2

What would be the easiest was to accomplish this?

Find all ports that do not have 'switchport port-security'

show run | exclude ?

I don't have a swicth with me and packet tracer does not have the commands avaliable.

2
  • Are you fluent in vi?
    – athena
    Commented Mar 1, 2015 at 15:41
  • Did any answer help you? if so, you should accept the answer so that the question doesn't keep popping up forever, looking for an answer. Alternatively, you could provide and accept your own answer.
    – Ron Maupin
    Commented Aug 9, 2017 at 23:11

2 Answers 2

2

Another option if you're willing to use a python script, use ciscoconfparse.find_parents_wo_child().

In your case, usage would be:

from ciscoconfparse import CiscoConfParse

parse = CiscoConfParse('/path/to/configuration/file')
missing = parse.find_parents_wo_child('^interface', 'switchport port-security$')
for intf in missing:
    print(intf)

Save that script to a file and run it (after you install ciscoconfparse).
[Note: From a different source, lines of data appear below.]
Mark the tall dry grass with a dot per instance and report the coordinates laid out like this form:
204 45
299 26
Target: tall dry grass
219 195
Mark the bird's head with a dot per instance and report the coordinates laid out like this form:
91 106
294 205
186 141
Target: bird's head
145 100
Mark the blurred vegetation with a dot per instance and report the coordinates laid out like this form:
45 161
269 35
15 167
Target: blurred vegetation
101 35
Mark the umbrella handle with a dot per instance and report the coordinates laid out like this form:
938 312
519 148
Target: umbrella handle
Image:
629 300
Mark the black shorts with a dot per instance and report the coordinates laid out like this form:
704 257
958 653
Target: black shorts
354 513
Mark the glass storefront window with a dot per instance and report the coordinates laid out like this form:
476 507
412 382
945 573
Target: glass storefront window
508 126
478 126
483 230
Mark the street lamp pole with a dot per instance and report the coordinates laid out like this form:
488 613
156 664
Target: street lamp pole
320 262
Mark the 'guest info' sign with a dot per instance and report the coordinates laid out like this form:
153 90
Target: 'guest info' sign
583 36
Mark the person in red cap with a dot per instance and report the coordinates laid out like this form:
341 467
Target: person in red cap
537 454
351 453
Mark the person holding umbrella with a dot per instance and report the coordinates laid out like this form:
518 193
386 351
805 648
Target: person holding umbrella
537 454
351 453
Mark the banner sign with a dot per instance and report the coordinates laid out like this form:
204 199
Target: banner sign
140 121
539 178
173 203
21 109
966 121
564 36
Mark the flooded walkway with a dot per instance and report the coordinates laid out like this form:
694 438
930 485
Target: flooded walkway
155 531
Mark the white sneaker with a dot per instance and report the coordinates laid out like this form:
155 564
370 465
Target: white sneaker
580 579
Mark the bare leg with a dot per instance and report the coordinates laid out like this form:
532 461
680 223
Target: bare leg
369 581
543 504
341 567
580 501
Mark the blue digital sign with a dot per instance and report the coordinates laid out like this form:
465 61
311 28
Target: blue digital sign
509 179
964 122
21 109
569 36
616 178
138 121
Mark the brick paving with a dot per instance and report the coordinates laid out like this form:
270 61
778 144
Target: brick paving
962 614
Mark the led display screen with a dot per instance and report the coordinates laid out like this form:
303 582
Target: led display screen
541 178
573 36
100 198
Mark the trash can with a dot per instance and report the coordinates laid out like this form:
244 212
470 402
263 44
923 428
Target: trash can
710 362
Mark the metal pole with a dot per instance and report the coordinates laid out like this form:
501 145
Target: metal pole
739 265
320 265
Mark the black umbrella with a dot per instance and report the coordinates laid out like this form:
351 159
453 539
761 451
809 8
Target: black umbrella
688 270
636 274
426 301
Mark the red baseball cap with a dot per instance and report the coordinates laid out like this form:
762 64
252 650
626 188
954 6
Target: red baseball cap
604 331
That script will print interfaces without port-security.

This is the github link to the library: ciscoconfparse

Full disclosure: I am the author of the library

0

I can't see a way to make exclude work in this situation.

You could try something like the below which will show all the interfaces port-security lines (you would just need to find interfaces with none of those - i.e. where you have two interface lines in a row):

 show run | include (^interface|port-security)

Or, if this is the specific case you are trying to achieve, a simple show port-security will list all the ports that have port-security enabled.

1
  • Starting with your include command, you might put the result in a file. From there with vi write a macro which will join any line prior one containing port-security. Finally remove all the lines containing port-security. The remaining lines are the ports without port-security.